$2B in wages stolen from workers by employers
26th December 2017 · 0 Comments
By Frederick H. Lowe
Contributing Writer
(Special from NorthStarNews Today) — Federal and state agencies have recovered $2 billion stolen from workers by employers in 2015 and 2016 through wage theft, and a study by the Economic Policy Institute argues the amount is just a “drop in the bucket” of what has actually been stolen.
The U.S. Department of Labor recovered $246.8 million in 2015 and $266.6 million in 2016 in stolen wages, the EPI, a Washington D.C.-based think tank reported. State departments of labor and attorney generals in 39 states recovered $170.0 million in 2015 and $147.5 million 2016.
Class-action settlements recovered $436.6 million in 2015 and $695.5 million in 2016.
Wages are stolen when employers refuse to pay promised salaries or pay employees for some–not all–of the hours worked and refuse to pay overtime although employees work more than 40 hours a week.
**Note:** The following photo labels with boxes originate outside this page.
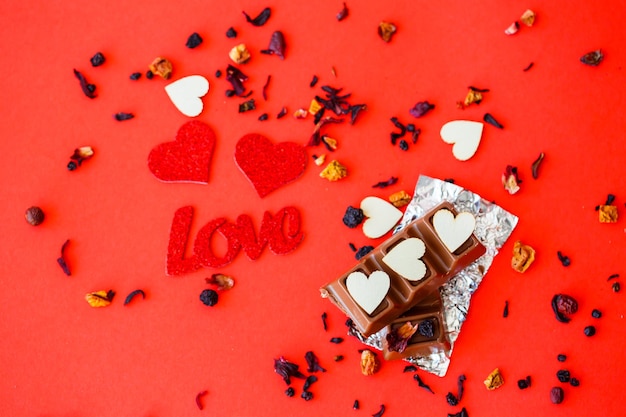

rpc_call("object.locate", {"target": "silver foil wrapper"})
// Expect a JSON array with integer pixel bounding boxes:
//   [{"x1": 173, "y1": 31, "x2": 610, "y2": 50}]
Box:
[{"x1": 349, "y1": 175, "x2": 518, "y2": 376}]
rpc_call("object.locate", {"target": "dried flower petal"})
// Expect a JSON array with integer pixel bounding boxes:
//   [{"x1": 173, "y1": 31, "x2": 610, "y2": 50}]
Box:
[
  {"x1": 320, "y1": 160, "x2": 348, "y2": 181},
  {"x1": 485, "y1": 368, "x2": 504, "y2": 390},
  {"x1": 228, "y1": 43, "x2": 250, "y2": 64},
  {"x1": 511, "y1": 240, "x2": 535, "y2": 273},
  {"x1": 502, "y1": 165, "x2": 522, "y2": 195},
  {"x1": 148, "y1": 57, "x2": 172, "y2": 80},
  {"x1": 520, "y1": 9, "x2": 535, "y2": 27},
  {"x1": 378, "y1": 22, "x2": 396, "y2": 42},
  {"x1": 85, "y1": 290, "x2": 115, "y2": 307},
  {"x1": 361, "y1": 349, "x2": 380, "y2": 376}
]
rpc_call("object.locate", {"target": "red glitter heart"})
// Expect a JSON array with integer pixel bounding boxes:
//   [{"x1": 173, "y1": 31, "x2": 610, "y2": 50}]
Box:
[
  {"x1": 148, "y1": 120, "x2": 215, "y2": 184},
  {"x1": 235, "y1": 133, "x2": 307, "y2": 198}
]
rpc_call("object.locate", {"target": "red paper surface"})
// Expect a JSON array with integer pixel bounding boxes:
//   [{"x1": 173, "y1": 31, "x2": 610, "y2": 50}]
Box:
[{"x1": 0, "y1": 0, "x2": 626, "y2": 417}]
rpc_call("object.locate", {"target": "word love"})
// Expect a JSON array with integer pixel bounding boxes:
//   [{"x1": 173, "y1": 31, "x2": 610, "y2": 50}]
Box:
[{"x1": 166, "y1": 206, "x2": 304, "y2": 275}]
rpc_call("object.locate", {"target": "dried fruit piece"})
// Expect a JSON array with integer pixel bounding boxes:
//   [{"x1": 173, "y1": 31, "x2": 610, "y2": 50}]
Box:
[
  {"x1": 24, "y1": 206, "x2": 45, "y2": 226},
  {"x1": 85, "y1": 290, "x2": 115, "y2": 307},
  {"x1": 485, "y1": 368, "x2": 504, "y2": 390},
  {"x1": 228, "y1": 43, "x2": 250, "y2": 64},
  {"x1": 378, "y1": 22, "x2": 396, "y2": 42},
  {"x1": 511, "y1": 240, "x2": 535, "y2": 273},
  {"x1": 520, "y1": 9, "x2": 535, "y2": 27},
  {"x1": 389, "y1": 190, "x2": 411, "y2": 208},
  {"x1": 361, "y1": 349, "x2": 380, "y2": 376},
  {"x1": 148, "y1": 57, "x2": 172, "y2": 80},
  {"x1": 320, "y1": 160, "x2": 348, "y2": 181}
]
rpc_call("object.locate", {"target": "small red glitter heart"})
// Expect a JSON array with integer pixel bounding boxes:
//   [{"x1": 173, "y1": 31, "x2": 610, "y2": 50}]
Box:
[
  {"x1": 235, "y1": 133, "x2": 307, "y2": 198},
  {"x1": 148, "y1": 120, "x2": 215, "y2": 184}
]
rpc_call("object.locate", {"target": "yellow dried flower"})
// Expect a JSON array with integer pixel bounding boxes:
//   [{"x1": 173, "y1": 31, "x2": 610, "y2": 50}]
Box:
[
  {"x1": 598, "y1": 205, "x2": 617, "y2": 223},
  {"x1": 85, "y1": 290, "x2": 115, "y2": 307},
  {"x1": 361, "y1": 349, "x2": 380, "y2": 376},
  {"x1": 389, "y1": 190, "x2": 411, "y2": 207},
  {"x1": 320, "y1": 160, "x2": 348, "y2": 181},
  {"x1": 228, "y1": 43, "x2": 250, "y2": 64},
  {"x1": 485, "y1": 368, "x2": 504, "y2": 391}
]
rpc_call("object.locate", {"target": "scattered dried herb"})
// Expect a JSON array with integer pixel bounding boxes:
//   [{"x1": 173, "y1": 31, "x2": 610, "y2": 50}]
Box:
[
  {"x1": 304, "y1": 351, "x2": 326, "y2": 372},
  {"x1": 556, "y1": 251, "x2": 572, "y2": 267},
  {"x1": 337, "y1": 2, "x2": 349, "y2": 22},
  {"x1": 200, "y1": 289, "x2": 219, "y2": 307},
  {"x1": 226, "y1": 26, "x2": 237, "y2": 39},
  {"x1": 372, "y1": 404, "x2": 385, "y2": 417},
  {"x1": 409, "y1": 101, "x2": 435, "y2": 117},
  {"x1": 239, "y1": 98, "x2": 256, "y2": 113},
  {"x1": 242, "y1": 7, "x2": 272, "y2": 26},
  {"x1": 343, "y1": 206, "x2": 365, "y2": 229},
  {"x1": 24, "y1": 206, "x2": 46, "y2": 226},
  {"x1": 584, "y1": 326, "x2": 596, "y2": 337},
  {"x1": 74, "y1": 70, "x2": 96, "y2": 98},
  {"x1": 261, "y1": 30, "x2": 285, "y2": 59},
  {"x1": 196, "y1": 391, "x2": 209, "y2": 410},
  {"x1": 124, "y1": 290, "x2": 146, "y2": 305},
  {"x1": 85, "y1": 290, "x2": 115, "y2": 308},
  {"x1": 530, "y1": 152, "x2": 545, "y2": 179},
  {"x1": 483, "y1": 113, "x2": 504, "y2": 129},
  {"x1": 550, "y1": 387, "x2": 563, "y2": 404},
  {"x1": 89, "y1": 52, "x2": 106, "y2": 67},
  {"x1": 354, "y1": 245, "x2": 374, "y2": 261},
  {"x1": 57, "y1": 239, "x2": 72, "y2": 277},
  {"x1": 580, "y1": 49, "x2": 604, "y2": 67},
  {"x1": 413, "y1": 374, "x2": 435, "y2": 394},
  {"x1": 372, "y1": 177, "x2": 398, "y2": 188},
  {"x1": 378, "y1": 22, "x2": 396, "y2": 42},
  {"x1": 185, "y1": 32, "x2": 203, "y2": 49},
  {"x1": 556, "y1": 369, "x2": 570, "y2": 382},
  {"x1": 552, "y1": 294, "x2": 578, "y2": 323},
  {"x1": 274, "y1": 356, "x2": 306, "y2": 385},
  {"x1": 113, "y1": 113, "x2": 135, "y2": 122}
]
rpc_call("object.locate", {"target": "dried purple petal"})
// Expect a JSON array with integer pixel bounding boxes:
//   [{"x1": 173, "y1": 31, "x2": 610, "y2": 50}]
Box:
[
  {"x1": 274, "y1": 356, "x2": 306, "y2": 385},
  {"x1": 409, "y1": 101, "x2": 435, "y2": 117},
  {"x1": 580, "y1": 49, "x2": 604, "y2": 67},
  {"x1": 261, "y1": 30, "x2": 285, "y2": 59},
  {"x1": 242, "y1": 7, "x2": 272, "y2": 26},
  {"x1": 304, "y1": 350, "x2": 326, "y2": 372}
]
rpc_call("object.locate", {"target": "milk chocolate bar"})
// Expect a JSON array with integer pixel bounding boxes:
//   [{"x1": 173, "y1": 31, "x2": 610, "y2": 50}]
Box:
[
  {"x1": 321, "y1": 202, "x2": 485, "y2": 337},
  {"x1": 383, "y1": 301, "x2": 450, "y2": 360}
]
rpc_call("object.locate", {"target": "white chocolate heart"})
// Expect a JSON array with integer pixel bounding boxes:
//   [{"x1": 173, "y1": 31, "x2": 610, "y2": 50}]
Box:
[
  {"x1": 165, "y1": 75, "x2": 209, "y2": 117},
  {"x1": 346, "y1": 271, "x2": 391, "y2": 314},
  {"x1": 433, "y1": 209, "x2": 476, "y2": 252},
  {"x1": 361, "y1": 197, "x2": 402, "y2": 239},
  {"x1": 382, "y1": 237, "x2": 426, "y2": 281},
  {"x1": 440, "y1": 120, "x2": 483, "y2": 161}
]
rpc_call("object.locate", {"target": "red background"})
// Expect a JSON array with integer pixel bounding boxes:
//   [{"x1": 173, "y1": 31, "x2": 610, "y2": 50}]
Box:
[{"x1": 0, "y1": 0, "x2": 626, "y2": 417}]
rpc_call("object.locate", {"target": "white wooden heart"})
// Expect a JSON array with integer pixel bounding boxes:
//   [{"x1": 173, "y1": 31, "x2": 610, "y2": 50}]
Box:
[
  {"x1": 346, "y1": 271, "x2": 391, "y2": 314},
  {"x1": 433, "y1": 209, "x2": 476, "y2": 252},
  {"x1": 382, "y1": 237, "x2": 426, "y2": 281},
  {"x1": 440, "y1": 120, "x2": 483, "y2": 161},
  {"x1": 361, "y1": 197, "x2": 402, "y2": 239},
  {"x1": 165, "y1": 75, "x2": 209, "y2": 117}
]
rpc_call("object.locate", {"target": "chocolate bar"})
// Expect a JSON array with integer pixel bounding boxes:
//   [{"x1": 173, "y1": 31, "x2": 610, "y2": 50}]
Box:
[
  {"x1": 321, "y1": 202, "x2": 486, "y2": 337},
  {"x1": 383, "y1": 301, "x2": 450, "y2": 360}
]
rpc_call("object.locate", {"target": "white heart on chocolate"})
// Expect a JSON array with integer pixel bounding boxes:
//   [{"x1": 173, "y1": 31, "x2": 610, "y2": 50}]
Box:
[
  {"x1": 346, "y1": 271, "x2": 391, "y2": 315},
  {"x1": 165, "y1": 75, "x2": 209, "y2": 117},
  {"x1": 382, "y1": 237, "x2": 426, "y2": 281},
  {"x1": 440, "y1": 120, "x2": 483, "y2": 161},
  {"x1": 433, "y1": 209, "x2": 476, "y2": 252},
  {"x1": 361, "y1": 197, "x2": 402, "y2": 239}
]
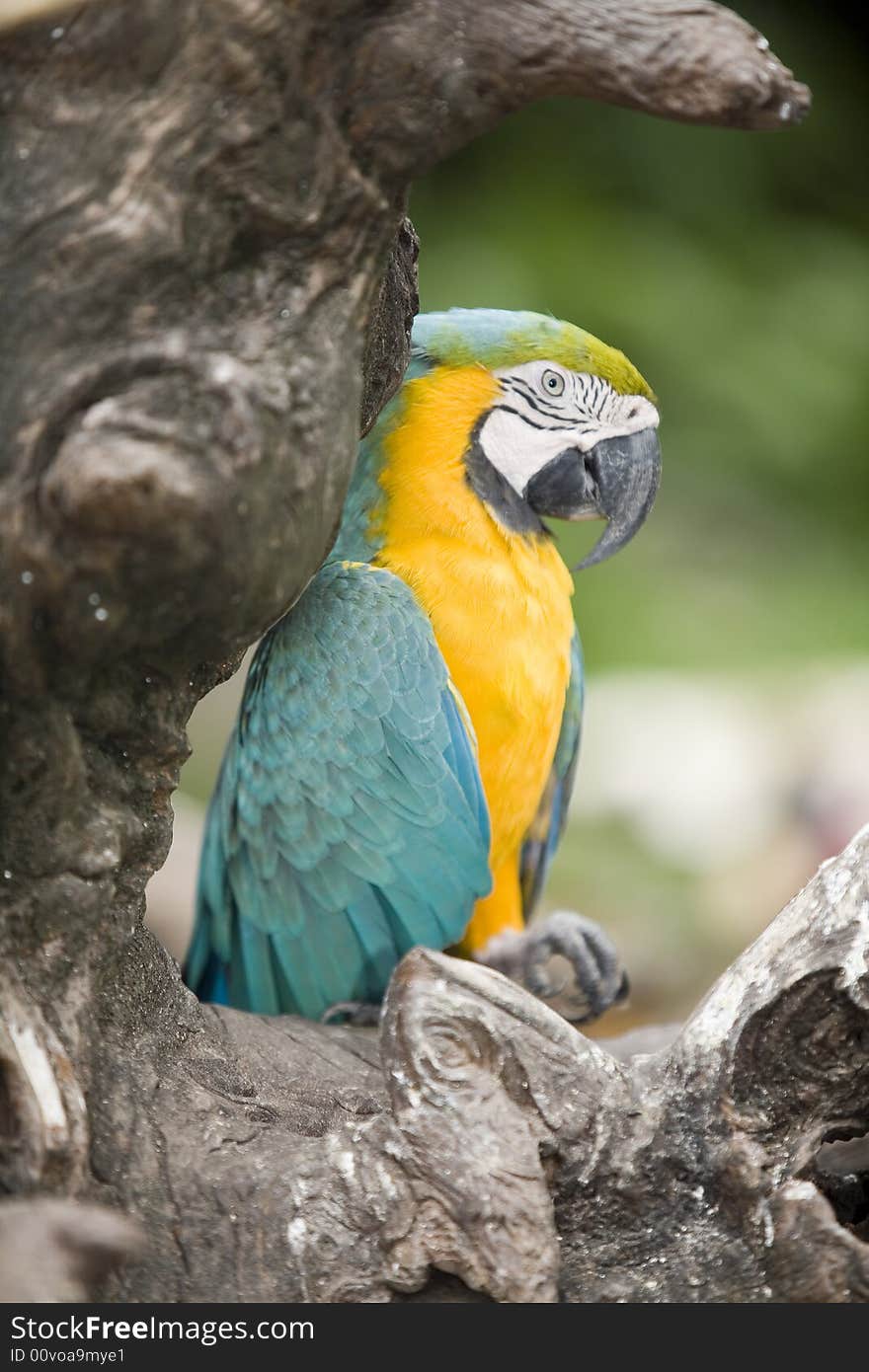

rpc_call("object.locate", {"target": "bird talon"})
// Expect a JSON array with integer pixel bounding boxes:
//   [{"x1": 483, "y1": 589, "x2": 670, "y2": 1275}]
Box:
[{"x1": 479, "y1": 910, "x2": 630, "y2": 1024}]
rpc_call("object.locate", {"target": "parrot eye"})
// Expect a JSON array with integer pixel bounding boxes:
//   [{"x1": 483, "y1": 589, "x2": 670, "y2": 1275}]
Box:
[{"x1": 542, "y1": 372, "x2": 564, "y2": 395}]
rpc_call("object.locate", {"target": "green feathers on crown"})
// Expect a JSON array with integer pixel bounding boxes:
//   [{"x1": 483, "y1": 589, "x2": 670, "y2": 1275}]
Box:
[{"x1": 412, "y1": 310, "x2": 655, "y2": 401}]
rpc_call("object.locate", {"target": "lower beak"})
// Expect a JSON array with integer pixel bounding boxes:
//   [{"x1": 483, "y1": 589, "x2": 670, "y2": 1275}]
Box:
[{"x1": 524, "y1": 428, "x2": 661, "y2": 572}]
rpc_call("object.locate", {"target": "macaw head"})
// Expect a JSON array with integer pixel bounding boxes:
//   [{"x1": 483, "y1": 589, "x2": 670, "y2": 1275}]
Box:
[{"x1": 413, "y1": 310, "x2": 661, "y2": 570}]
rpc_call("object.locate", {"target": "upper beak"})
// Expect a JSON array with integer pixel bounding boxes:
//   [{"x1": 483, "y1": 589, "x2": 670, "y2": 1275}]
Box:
[{"x1": 524, "y1": 428, "x2": 661, "y2": 562}]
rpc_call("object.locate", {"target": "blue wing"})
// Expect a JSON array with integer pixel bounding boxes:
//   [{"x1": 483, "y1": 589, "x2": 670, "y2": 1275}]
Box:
[
  {"x1": 186, "y1": 563, "x2": 492, "y2": 1018},
  {"x1": 518, "y1": 631, "x2": 582, "y2": 919}
]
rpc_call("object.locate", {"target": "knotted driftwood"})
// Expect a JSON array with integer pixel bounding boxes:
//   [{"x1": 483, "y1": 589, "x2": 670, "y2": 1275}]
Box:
[{"x1": 0, "y1": 0, "x2": 869, "y2": 1301}]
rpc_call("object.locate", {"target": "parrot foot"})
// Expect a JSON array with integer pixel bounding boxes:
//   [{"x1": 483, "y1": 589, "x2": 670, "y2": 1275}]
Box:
[
  {"x1": 320, "y1": 1000, "x2": 383, "y2": 1029},
  {"x1": 475, "y1": 910, "x2": 630, "y2": 1024}
]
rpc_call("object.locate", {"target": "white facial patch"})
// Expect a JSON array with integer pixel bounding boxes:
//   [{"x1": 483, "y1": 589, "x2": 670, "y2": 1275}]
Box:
[{"x1": 479, "y1": 362, "x2": 658, "y2": 495}]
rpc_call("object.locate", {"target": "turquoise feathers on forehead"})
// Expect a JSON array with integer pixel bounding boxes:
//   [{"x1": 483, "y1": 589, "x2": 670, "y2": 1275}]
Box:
[
  {"x1": 330, "y1": 309, "x2": 654, "y2": 562},
  {"x1": 412, "y1": 310, "x2": 654, "y2": 399}
]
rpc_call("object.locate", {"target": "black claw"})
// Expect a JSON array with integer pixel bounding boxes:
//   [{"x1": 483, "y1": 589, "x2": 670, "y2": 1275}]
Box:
[{"x1": 523, "y1": 911, "x2": 630, "y2": 1024}]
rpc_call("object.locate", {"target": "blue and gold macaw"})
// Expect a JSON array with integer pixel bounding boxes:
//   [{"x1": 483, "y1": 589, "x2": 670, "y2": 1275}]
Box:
[{"x1": 186, "y1": 310, "x2": 661, "y2": 1018}]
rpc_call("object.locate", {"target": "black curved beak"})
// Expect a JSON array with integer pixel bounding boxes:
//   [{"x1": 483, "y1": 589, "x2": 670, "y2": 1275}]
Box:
[{"x1": 523, "y1": 428, "x2": 661, "y2": 572}]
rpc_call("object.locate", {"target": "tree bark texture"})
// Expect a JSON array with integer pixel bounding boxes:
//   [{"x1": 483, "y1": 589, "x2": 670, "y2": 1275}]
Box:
[{"x1": 0, "y1": 0, "x2": 845, "y2": 1301}]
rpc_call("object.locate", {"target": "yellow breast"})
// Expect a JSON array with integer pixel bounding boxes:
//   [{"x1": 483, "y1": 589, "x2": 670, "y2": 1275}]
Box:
[{"x1": 376, "y1": 366, "x2": 574, "y2": 873}]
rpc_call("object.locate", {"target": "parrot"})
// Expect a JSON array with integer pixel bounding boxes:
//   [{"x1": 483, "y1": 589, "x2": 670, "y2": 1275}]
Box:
[{"x1": 184, "y1": 309, "x2": 661, "y2": 1024}]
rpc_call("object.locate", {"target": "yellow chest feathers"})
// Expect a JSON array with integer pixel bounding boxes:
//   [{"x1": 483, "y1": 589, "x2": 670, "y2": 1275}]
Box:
[{"x1": 376, "y1": 366, "x2": 574, "y2": 870}]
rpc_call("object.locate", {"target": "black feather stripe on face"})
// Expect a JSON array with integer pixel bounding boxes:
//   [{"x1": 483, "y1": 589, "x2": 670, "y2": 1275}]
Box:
[{"x1": 464, "y1": 412, "x2": 549, "y2": 536}]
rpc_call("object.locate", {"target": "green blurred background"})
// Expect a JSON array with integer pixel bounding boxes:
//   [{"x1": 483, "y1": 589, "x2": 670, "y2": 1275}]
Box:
[{"x1": 145, "y1": 3, "x2": 869, "y2": 1031}]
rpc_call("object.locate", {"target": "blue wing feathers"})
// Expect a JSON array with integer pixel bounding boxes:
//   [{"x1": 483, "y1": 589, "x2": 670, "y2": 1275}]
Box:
[
  {"x1": 520, "y1": 633, "x2": 584, "y2": 919},
  {"x1": 186, "y1": 562, "x2": 490, "y2": 1017}
]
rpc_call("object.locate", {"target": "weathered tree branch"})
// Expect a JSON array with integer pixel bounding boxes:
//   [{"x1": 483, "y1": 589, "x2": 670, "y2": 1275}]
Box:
[{"x1": 0, "y1": 0, "x2": 839, "y2": 1299}]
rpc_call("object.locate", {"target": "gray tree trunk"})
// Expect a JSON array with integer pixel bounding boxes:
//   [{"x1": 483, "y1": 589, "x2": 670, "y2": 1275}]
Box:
[{"x1": 0, "y1": 0, "x2": 869, "y2": 1301}]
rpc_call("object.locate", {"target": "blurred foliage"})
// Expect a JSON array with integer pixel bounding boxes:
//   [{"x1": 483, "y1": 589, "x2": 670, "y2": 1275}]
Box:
[{"x1": 411, "y1": 4, "x2": 869, "y2": 671}]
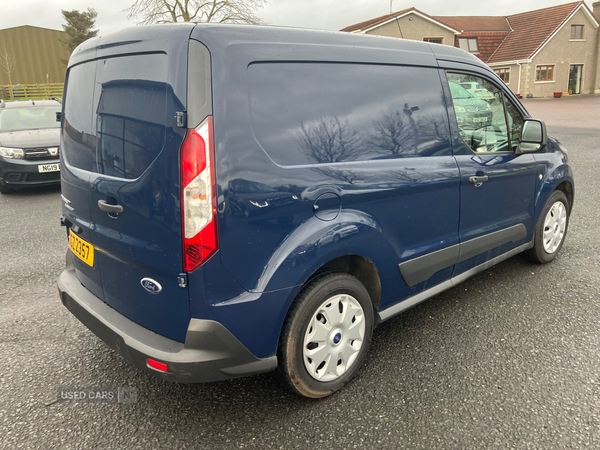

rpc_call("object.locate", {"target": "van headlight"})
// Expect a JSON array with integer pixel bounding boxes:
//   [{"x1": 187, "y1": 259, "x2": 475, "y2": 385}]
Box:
[{"x1": 0, "y1": 147, "x2": 25, "y2": 159}]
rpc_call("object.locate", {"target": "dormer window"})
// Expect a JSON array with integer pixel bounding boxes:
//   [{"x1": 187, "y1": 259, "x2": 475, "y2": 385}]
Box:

Other instances of wage theft include:
• Minimum-wage violations: paying workers less than the legal minimum wage;
• Off-the-clock violations: asking employees to work off the clock before or after their shift begins or ends
• Meal break violations: denying workers their legal meal breaks
• Illegal deductions: taking illegal deductions from wages
• Tipped minimum wages violations: confiscating tips from workers or failing to pay tipped workers the difference between their tips and legal minimum wage
• Employee misclassification violations: Misclassifying employees as independent contractors to pay wages lower than the legal minimum to avoid paying overtime
Wage theft disproportionately affects workers from low-income households, who are already struggling to make ends meet. The loss of wages can be devastating. And these recovery numbers likely under represent dramatically the pervasiveness of wage theft. It has been estimated that low-wage workers lose more than $50 billion annually to wage theft, EPI reported.
A few things that can be done to stop wage theft: Protecting workers’ rights to class action, protecting workers from retaliation and raising the cost to employers for violating the law.